それも、ヘンリーの書状まで持って来たのだ。
ブルーア・ラリマー元伯爵の件で、裏金の資金源が解るかもしれないという書状の内容だった。
だが、デリック先生は、ロゼリス捜索部隊で、ブルーア・ラリマー元伯爵の裏金捜索部隊ではないはず。
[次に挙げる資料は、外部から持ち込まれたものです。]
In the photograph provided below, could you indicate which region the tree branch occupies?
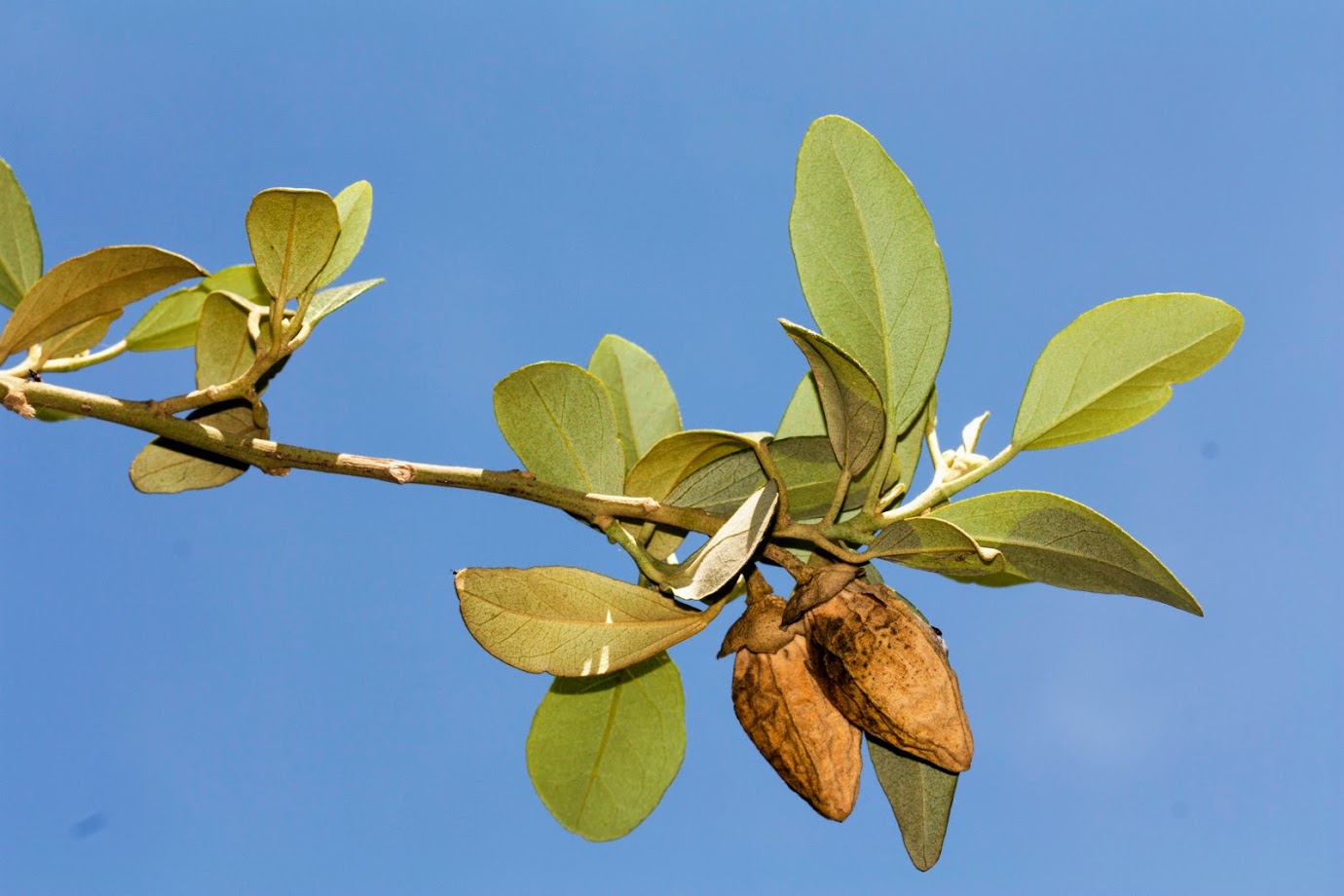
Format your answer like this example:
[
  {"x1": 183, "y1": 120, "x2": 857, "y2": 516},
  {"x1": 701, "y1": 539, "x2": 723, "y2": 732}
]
[{"x1": 0, "y1": 373, "x2": 824, "y2": 542}]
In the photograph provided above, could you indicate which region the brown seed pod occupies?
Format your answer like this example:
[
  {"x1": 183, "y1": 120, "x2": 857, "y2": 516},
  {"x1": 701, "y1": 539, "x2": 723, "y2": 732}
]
[
  {"x1": 784, "y1": 563, "x2": 859, "y2": 623},
  {"x1": 806, "y1": 581, "x2": 975, "y2": 772},
  {"x1": 732, "y1": 631, "x2": 863, "y2": 821},
  {"x1": 719, "y1": 594, "x2": 800, "y2": 659}
]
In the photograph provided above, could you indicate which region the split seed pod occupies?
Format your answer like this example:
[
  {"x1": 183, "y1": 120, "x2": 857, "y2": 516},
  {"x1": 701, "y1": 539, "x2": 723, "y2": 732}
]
[
  {"x1": 719, "y1": 595, "x2": 863, "y2": 821},
  {"x1": 806, "y1": 581, "x2": 975, "y2": 772}
]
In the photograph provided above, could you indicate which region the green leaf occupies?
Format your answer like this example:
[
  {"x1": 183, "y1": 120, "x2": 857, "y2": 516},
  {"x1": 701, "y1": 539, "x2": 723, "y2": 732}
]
[
  {"x1": 0, "y1": 245, "x2": 205, "y2": 360},
  {"x1": 887, "y1": 390, "x2": 938, "y2": 495},
  {"x1": 127, "y1": 265, "x2": 270, "y2": 352},
  {"x1": 789, "y1": 116, "x2": 952, "y2": 432},
  {"x1": 864, "y1": 516, "x2": 1005, "y2": 577},
  {"x1": 127, "y1": 265, "x2": 270, "y2": 352},
  {"x1": 307, "y1": 277, "x2": 383, "y2": 325},
  {"x1": 39, "y1": 308, "x2": 121, "y2": 367},
  {"x1": 0, "y1": 159, "x2": 42, "y2": 314},
  {"x1": 495, "y1": 361, "x2": 625, "y2": 495},
  {"x1": 196, "y1": 265, "x2": 270, "y2": 308},
  {"x1": 666, "y1": 435, "x2": 873, "y2": 520},
  {"x1": 867, "y1": 736, "x2": 958, "y2": 871},
  {"x1": 1012, "y1": 293, "x2": 1242, "y2": 451},
  {"x1": 625, "y1": 429, "x2": 764, "y2": 506},
  {"x1": 131, "y1": 401, "x2": 270, "y2": 495},
  {"x1": 774, "y1": 373, "x2": 827, "y2": 439},
  {"x1": 664, "y1": 482, "x2": 779, "y2": 601},
  {"x1": 779, "y1": 319, "x2": 887, "y2": 475},
  {"x1": 314, "y1": 180, "x2": 374, "y2": 291},
  {"x1": 196, "y1": 290, "x2": 257, "y2": 389},
  {"x1": 588, "y1": 334, "x2": 682, "y2": 471},
  {"x1": 453, "y1": 567, "x2": 718, "y2": 677},
  {"x1": 527, "y1": 653, "x2": 686, "y2": 840},
  {"x1": 929, "y1": 492, "x2": 1204, "y2": 616},
  {"x1": 247, "y1": 188, "x2": 341, "y2": 300}
]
その事を言ったら、サーシャが最も確率のある場所を示してくれたようだ。
そして、資金元の関係で、何よりも信頼する者のみで、動いて欲しいと要求してきた。
どうしてなんだろう・・・?
だが、俺にしてみたら、王宮から出られるのだ。
ああ・・・この空気、気持ちいいぞ!!
「陛下。遊びに出かけるのではないのですよ!」
ピアーズが俺に声をかけて来る。
「わかっているよ。視察の理由も、ナーガ王国に贈る真珠貝で、どこの産地の物を贈るのがいいのか調査する為に、いろんな産地の真珠が集まるアクセサリー工房に視察をしに来たという名目だろう。」
真面目な内容である。それも、そちらの検討も必要な内容だ。
だが、それは表の視察内容。
裏は、隠し部屋を探すことだ。
『こちら白き盾、大丈夫です。』
『白のティアラもOKだよ!』
『若紫&千草の瞳も準備できてます。』
『・・・星々の花も準備完了している。』
合言葉が通信で流れてくる。ブルーア地方に近づいたようだ。
「陛下・・・お時間です。」
デリック先生が、全ての準備が出来たことを伝えてきた。
「青天の冠・・・突入をする!!」
と、俺は通信をしてから、ブルーア・ラリマー邸に一番近い、アクセサリー工房へと降り立つ。
工房に降り立ったのは、俺とピアーズのみ。
他について来た者たちは、工房の周りの少し離れたところに降り立った。
ドラゴンが降りれる場所がないからだ。
”グオ~ギュオ~”
と、ユピテルから降りると鳴き出す。
工房の者が何事かと、慌てて駆け付けて来る。
「何事ですか~!!」
と、工房の人が大声で声をかけて来る。
ユピテルがまだ鳴いているからだ。
「陛下の視察です!!」
ピアーズが、大声で伝えると。
工房の人たちは、頭を下げた。
それにしても、女性が多いな。
「この鳴き声は、視察の同行者の者とのやり取りをしているのです。他のドラゴンたちはどこに止まれば・・・いや、工房の周りに止めて貰います。」
ピアーズが大声で伝える。
ユピテル以外のドラゴンも鳴いているからだ。
急な視察に、工房の人たちは、戸惑い顔を見合わせていた。
工房の上の者が、案内をしてくれる事になる。
ユピテルと、他のドラゴンの鳴き声は、工房の中に入る事には治まっていた。
「それにしても、女性が多いですね。」
俺は、質問をしてみる。
「アクセサリーの多くは女性がする物です。女性の観点からデザインを考えた方がいい物が出来ますので、女性を多く採用しています。」
女性の観点で考えた方が、売れると言いたいのだな。
「ですがアクセサリーは、男性が女性にプレゼントをする事が多いのではありませんか?男性が女性にして欲しいと思うデザインは、男性の観点から見た方がよろしいのではありませんか?」
いい事を言ったピアーズ。
つまり、女性男性関係がないと言いたいのだ。
「なるほど、そのような考えもありますね。ですが、ここで働く女性たちはの多くは母子家庭です。」
先に旦那に先立たれ困っている者を、慈善活動の一環として、受け入れていると言った。
うん・・・その様なことなら、女性が多くてもいいと思うのだが、俺たちの後に、付いて来ているここで働いている女性の子供だろうか・・・。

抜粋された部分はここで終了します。